Dapagliflozin did not increase in serum K in advanced CKD in spite of initial eGFR decline

Author:

Mitani Waka1,Iwata Yukimasa1,Kobayashi Midori1,Notsu Shoki1,Morimoto Madoka1,Yamato Masafumi1

Affiliation:

1. Sakai City Medical Center

Abstract

Abstract Sodium–glucose cotransporter 2 inhibitors (SGLT2i) exhibit renoprotective effect in patients with chronic kidney disease (CKD) and do not increase serum K levels in the long term. However, it is unknown whether SGLT2i increase serum K levels in patients with advanced CKD in the short term.
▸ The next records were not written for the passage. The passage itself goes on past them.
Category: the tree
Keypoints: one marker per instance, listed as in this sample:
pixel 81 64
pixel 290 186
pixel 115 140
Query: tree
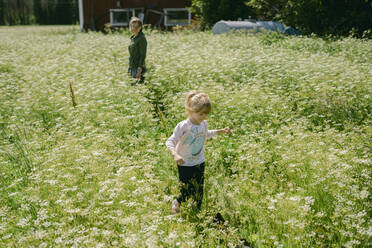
pixel 212 11
pixel 2 12
pixel 64 10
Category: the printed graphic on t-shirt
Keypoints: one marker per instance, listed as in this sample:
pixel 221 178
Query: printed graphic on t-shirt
pixel 194 142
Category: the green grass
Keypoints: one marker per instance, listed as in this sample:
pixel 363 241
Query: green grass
pixel 295 172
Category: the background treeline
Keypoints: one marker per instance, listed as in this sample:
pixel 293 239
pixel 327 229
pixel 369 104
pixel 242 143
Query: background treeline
pixel 322 17
pixel 23 12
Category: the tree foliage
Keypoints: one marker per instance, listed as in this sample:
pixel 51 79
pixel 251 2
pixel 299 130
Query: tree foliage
pixel 211 11
pixel 22 12
pixel 322 17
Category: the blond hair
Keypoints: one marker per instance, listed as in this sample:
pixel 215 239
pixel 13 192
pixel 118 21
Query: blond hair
pixel 196 102
pixel 137 21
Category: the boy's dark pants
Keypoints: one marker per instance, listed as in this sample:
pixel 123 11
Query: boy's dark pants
pixel 191 179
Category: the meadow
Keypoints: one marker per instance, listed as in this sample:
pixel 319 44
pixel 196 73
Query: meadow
pixel 295 172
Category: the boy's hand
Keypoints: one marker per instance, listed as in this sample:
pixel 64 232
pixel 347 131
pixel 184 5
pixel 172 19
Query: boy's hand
pixel 225 130
pixel 179 160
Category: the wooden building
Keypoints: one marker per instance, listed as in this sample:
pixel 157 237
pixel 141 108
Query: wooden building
pixel 95 14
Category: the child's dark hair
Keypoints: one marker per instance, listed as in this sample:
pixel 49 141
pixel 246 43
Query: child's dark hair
pixel 195 102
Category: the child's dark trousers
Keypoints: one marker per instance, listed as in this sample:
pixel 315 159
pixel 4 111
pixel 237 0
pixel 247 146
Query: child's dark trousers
pixel 191 179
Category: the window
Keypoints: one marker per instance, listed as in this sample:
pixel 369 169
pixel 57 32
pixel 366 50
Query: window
pixel 177 16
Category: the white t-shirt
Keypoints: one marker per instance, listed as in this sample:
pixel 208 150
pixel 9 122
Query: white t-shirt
pixel 188 139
This study aimed to investigate the impact of SGLT2i on changes in serum K levels in patients with advanced CKD. Data of 127 Japanese patients with CKD who were newly administered 10 mg dapagliflozin in our department between August 2021 and August 2022 were analyzed. Changes in serum K and fractional excretion of K (FEK) were analyzed using multiple regression analysis. Of 127 patients, 41 were excluded. The median age was 67 years, and 70.9% were male. Overall, 24 (27.9%) patients had diabetes mellitus. The median estimated glomerular filtration rate (eGFR), serum K levels, and FEK were 35.4 mL/min/1.73 m2, 4.2 mEq/L, and 11.8%, respectively, at the time of dapagliflozin administration. Although eGFR declined to 33.2 mL/min/1.73m2 from 35.4 mL/min/1.73m2 after dapagliflozin administration (p<0.001), serum K and FEK levels increase to 4.3 mEq/L and 14.7% after dapagliflozin administration and it was not statistically significant. Dapagliflozin did not increase serum K levels in patients with advanced CKD.